Dir/Wri: Rose Glass | Cast: Morfydd Clark, Jennifer Ehle, Lily Frazer, Lily Knight, Marcus Hutton, Turlough Convery, Rosie Sansom, Carl Prekopp, Jonathan Milshaw, Noa Bodner, Rosie Sansom | UK, Fantasy Drama 84′

Rose Glass has been making films since she was 13. Her accomplished first feature is a restrained brew of horror and psychological thriller built round intoxicating performances from Morfydd Clark and Jennifer Ehle as nurse and patient.

The real St Maud lived in 10th century Germany, the daughter of a Saxon nobleman known for her healing hands, but this Maud has a distinctly Welsh sensibilities. Clark is clearly cast for her angelic face, although we see her with fresh blood on her hands in the opening scene which suggests that she is not as pious as she would have us believe when she arrives at the Arts&Crafts villa of a surprisingly vivacious diva who is dying of cancer.

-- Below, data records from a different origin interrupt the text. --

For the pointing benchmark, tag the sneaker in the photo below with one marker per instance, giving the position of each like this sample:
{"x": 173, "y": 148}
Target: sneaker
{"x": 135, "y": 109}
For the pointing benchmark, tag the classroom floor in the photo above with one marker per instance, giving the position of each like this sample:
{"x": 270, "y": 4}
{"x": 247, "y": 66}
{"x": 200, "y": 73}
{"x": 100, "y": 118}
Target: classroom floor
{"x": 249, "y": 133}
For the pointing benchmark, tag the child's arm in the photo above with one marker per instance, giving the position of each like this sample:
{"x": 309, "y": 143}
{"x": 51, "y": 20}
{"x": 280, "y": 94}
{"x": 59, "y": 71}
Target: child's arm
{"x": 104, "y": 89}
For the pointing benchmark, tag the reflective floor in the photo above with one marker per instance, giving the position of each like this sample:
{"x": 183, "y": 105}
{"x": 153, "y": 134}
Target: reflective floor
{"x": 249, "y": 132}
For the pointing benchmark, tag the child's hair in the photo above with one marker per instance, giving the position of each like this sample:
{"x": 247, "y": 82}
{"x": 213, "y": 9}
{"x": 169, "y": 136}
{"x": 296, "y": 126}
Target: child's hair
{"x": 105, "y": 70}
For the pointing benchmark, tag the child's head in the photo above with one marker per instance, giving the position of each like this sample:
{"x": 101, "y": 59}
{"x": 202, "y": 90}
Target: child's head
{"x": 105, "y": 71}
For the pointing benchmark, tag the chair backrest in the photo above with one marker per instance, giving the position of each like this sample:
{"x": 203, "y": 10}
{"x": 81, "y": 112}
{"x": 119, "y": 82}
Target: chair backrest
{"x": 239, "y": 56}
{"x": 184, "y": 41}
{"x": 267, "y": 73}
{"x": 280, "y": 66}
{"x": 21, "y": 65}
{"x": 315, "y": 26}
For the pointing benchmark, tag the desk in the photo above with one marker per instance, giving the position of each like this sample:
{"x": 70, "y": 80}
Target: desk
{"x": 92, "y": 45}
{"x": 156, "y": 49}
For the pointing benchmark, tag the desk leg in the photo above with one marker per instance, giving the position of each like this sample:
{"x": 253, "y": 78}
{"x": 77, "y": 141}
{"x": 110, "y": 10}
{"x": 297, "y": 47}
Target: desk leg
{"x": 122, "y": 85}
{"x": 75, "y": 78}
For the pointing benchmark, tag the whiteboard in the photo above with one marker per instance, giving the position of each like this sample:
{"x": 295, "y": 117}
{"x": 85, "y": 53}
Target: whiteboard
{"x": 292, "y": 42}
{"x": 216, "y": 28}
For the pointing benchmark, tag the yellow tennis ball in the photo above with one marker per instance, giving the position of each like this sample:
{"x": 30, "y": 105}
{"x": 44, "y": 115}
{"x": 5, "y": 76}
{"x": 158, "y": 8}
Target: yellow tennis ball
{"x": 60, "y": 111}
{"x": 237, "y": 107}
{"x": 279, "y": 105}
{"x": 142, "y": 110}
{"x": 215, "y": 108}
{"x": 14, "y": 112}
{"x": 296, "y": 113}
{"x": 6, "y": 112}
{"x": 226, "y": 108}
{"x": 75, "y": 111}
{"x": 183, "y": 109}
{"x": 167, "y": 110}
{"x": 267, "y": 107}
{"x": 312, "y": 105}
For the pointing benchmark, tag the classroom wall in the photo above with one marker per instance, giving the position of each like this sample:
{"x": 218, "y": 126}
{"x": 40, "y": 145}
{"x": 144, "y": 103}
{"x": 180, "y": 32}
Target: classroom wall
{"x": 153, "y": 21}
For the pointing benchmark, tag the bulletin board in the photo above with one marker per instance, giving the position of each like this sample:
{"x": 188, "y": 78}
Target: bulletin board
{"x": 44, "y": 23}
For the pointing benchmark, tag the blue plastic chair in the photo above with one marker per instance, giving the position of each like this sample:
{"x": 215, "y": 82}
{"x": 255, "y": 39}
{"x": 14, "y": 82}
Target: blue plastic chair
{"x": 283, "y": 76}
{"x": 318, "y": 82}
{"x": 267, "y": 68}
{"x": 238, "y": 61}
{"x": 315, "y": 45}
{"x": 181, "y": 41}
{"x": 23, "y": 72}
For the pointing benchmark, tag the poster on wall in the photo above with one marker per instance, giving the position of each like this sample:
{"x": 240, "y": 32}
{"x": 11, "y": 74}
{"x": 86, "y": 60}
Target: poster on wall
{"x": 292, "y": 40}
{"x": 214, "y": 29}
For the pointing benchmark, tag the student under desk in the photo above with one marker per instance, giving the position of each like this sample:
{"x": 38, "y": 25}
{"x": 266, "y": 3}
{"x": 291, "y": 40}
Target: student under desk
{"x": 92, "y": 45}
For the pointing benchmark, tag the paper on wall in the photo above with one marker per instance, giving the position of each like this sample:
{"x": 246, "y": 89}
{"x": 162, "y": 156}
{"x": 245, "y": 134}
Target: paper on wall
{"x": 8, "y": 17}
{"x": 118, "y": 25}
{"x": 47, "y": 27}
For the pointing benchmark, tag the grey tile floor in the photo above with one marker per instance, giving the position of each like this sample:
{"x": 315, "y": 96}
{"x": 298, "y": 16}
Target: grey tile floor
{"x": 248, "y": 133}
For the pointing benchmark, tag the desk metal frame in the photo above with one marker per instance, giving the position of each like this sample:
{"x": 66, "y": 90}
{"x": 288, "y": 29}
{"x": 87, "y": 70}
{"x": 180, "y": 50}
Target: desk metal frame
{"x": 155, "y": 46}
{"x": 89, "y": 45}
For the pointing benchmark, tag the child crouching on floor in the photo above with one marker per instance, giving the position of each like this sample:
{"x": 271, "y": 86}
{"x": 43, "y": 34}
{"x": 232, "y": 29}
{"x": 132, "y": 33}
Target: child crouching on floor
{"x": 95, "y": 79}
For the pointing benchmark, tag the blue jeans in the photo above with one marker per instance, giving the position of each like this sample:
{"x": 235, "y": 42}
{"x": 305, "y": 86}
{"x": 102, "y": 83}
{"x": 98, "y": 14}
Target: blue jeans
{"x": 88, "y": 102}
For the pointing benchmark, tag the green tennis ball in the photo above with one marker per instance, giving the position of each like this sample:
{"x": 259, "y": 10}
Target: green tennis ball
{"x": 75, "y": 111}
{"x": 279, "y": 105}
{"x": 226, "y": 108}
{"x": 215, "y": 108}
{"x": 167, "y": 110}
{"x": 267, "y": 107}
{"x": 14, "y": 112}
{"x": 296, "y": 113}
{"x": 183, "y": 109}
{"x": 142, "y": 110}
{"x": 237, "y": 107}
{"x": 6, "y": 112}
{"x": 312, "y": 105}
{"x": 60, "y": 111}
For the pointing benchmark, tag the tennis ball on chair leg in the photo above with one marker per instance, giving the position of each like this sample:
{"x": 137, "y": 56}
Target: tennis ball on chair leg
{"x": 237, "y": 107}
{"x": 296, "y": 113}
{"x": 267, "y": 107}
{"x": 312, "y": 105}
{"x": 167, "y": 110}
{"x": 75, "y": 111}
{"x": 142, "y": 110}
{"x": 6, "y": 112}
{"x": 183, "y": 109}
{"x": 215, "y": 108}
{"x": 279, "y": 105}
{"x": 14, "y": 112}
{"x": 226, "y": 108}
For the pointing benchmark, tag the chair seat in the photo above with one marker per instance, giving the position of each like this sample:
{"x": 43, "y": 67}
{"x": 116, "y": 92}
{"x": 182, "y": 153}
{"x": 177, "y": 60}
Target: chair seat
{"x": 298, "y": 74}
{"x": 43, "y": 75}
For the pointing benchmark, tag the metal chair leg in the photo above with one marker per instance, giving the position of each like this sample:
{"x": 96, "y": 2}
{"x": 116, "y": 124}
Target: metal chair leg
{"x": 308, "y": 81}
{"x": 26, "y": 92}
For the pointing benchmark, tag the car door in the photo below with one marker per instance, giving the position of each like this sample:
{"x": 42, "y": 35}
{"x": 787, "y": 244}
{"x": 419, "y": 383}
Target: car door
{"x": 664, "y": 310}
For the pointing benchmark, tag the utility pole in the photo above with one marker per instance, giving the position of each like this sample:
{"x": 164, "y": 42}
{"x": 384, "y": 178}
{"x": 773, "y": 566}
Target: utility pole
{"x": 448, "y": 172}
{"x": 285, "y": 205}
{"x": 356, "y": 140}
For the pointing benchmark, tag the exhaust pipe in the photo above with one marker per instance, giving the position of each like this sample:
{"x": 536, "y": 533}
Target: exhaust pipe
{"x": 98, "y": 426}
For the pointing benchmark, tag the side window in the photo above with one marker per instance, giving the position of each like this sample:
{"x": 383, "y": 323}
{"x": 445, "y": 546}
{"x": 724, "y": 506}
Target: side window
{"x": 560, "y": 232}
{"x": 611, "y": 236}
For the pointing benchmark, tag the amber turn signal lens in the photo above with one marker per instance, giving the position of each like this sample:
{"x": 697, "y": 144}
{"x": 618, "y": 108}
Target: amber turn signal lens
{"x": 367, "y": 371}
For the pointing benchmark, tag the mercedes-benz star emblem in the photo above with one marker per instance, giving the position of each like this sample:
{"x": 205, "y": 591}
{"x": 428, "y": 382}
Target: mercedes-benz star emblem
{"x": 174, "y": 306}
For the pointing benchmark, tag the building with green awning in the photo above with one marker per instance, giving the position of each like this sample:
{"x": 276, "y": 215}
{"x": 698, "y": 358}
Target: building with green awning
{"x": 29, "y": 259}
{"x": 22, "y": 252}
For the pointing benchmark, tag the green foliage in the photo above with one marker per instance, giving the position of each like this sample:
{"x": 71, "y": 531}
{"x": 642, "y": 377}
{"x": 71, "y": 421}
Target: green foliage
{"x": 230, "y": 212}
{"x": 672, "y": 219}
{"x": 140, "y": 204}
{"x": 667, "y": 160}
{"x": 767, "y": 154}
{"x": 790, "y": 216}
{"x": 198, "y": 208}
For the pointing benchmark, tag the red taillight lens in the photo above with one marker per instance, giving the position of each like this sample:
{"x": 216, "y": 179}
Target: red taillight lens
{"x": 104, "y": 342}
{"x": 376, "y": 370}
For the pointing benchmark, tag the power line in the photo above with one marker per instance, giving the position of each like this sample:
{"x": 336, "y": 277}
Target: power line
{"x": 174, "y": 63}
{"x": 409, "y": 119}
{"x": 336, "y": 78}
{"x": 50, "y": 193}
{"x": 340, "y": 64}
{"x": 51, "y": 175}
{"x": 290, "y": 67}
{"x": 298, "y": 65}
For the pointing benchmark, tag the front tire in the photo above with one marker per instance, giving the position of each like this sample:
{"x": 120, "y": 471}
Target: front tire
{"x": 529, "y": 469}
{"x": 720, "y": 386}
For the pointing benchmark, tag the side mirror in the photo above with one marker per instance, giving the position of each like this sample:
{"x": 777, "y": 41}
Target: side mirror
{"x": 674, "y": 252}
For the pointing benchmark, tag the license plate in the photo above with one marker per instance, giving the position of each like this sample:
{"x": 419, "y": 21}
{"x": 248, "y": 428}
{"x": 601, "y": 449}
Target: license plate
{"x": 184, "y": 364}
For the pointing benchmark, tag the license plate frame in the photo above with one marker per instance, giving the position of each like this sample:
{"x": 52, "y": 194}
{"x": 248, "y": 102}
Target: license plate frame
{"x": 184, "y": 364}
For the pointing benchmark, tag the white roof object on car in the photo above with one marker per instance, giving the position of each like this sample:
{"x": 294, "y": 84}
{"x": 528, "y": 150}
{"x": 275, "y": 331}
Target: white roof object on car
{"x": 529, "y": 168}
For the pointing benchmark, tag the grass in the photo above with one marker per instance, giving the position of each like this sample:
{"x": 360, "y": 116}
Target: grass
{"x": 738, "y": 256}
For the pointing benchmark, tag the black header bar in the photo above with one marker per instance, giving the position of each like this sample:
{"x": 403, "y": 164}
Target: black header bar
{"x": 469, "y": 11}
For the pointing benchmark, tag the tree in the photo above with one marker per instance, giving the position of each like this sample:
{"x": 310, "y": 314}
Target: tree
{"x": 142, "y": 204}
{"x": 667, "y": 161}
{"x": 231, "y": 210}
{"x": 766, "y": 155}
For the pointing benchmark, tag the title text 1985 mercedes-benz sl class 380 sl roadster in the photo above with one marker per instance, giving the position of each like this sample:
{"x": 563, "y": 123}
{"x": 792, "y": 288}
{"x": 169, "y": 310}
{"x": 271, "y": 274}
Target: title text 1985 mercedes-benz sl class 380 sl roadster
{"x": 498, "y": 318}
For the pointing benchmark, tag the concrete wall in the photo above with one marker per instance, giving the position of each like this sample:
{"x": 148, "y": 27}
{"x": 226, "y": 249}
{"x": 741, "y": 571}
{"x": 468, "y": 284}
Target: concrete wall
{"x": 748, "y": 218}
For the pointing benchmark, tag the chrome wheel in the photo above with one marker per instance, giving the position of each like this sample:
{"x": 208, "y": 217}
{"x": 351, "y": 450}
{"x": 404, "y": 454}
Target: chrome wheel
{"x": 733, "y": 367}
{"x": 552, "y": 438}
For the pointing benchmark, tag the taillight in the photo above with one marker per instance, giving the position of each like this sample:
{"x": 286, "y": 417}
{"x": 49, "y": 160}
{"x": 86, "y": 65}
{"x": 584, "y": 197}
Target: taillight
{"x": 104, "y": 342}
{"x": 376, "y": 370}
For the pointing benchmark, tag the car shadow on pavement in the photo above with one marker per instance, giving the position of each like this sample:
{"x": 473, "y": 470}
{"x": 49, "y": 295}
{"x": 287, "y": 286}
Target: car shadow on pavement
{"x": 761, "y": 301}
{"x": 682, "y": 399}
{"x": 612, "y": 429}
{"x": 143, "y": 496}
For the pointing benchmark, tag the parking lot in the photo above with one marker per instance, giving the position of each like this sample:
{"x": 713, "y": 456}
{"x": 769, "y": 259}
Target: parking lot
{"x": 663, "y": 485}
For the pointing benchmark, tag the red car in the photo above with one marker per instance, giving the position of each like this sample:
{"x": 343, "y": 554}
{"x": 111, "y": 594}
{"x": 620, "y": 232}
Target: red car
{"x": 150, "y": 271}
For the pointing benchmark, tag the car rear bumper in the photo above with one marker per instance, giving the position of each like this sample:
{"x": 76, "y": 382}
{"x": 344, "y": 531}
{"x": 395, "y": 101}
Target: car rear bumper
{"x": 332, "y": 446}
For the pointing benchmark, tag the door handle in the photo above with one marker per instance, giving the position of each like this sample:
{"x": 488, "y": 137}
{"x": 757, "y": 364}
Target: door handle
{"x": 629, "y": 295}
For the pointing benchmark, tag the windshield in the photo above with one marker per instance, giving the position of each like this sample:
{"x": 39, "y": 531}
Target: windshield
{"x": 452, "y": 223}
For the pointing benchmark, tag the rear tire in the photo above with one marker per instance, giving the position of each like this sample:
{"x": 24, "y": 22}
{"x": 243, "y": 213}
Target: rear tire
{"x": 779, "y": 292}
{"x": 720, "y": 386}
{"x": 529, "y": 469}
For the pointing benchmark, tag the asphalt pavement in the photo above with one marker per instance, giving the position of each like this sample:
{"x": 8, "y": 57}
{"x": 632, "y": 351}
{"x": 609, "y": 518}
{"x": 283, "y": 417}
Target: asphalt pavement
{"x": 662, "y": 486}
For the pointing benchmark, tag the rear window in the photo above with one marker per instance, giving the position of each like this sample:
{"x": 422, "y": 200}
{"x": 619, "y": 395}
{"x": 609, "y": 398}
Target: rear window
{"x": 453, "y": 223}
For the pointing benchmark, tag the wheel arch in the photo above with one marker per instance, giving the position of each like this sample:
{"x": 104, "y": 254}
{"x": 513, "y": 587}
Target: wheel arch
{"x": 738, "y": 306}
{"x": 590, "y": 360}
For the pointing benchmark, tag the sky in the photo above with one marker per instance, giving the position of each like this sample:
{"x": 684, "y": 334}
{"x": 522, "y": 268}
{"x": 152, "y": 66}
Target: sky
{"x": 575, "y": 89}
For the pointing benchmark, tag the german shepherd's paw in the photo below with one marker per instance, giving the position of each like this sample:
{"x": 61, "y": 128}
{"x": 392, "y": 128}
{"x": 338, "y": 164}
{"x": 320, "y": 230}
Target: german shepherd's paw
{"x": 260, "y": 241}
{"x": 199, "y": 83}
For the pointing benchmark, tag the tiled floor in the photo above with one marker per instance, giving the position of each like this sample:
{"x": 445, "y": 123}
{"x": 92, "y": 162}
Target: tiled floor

Amanda (Ehle) is clearly not going to “go gentle into that good night” in the words of Dylan Thomas. Fond of Art Deco prints, mid-Sixties furniture and the music of Al Bowlly, Ehle dusts down her purring North Carolina accent and often dons a wig and false eyelashes to create a ravishing portrait of faded glamour which echoes Dorothy Parker or even Cyd Charisse. Bored rigid by her own mortality, and relying on her lover Carol (Frazer) to entertain her, Maud responds by stroking her ego, as a tender nurse whose new found religious fervour reaches orgasmic levels, inspiring both patient and carer to hope for better things in the next life – saved by the power of God. But Maud is jealous of Carol, and her tenure ends in tears. This elegantly crafted first act is bewitched by the squally winter skies of Scarborough, Adam Janota Bzowski’s booming sensaround soundscape and lush lensing from Ben Fordesman.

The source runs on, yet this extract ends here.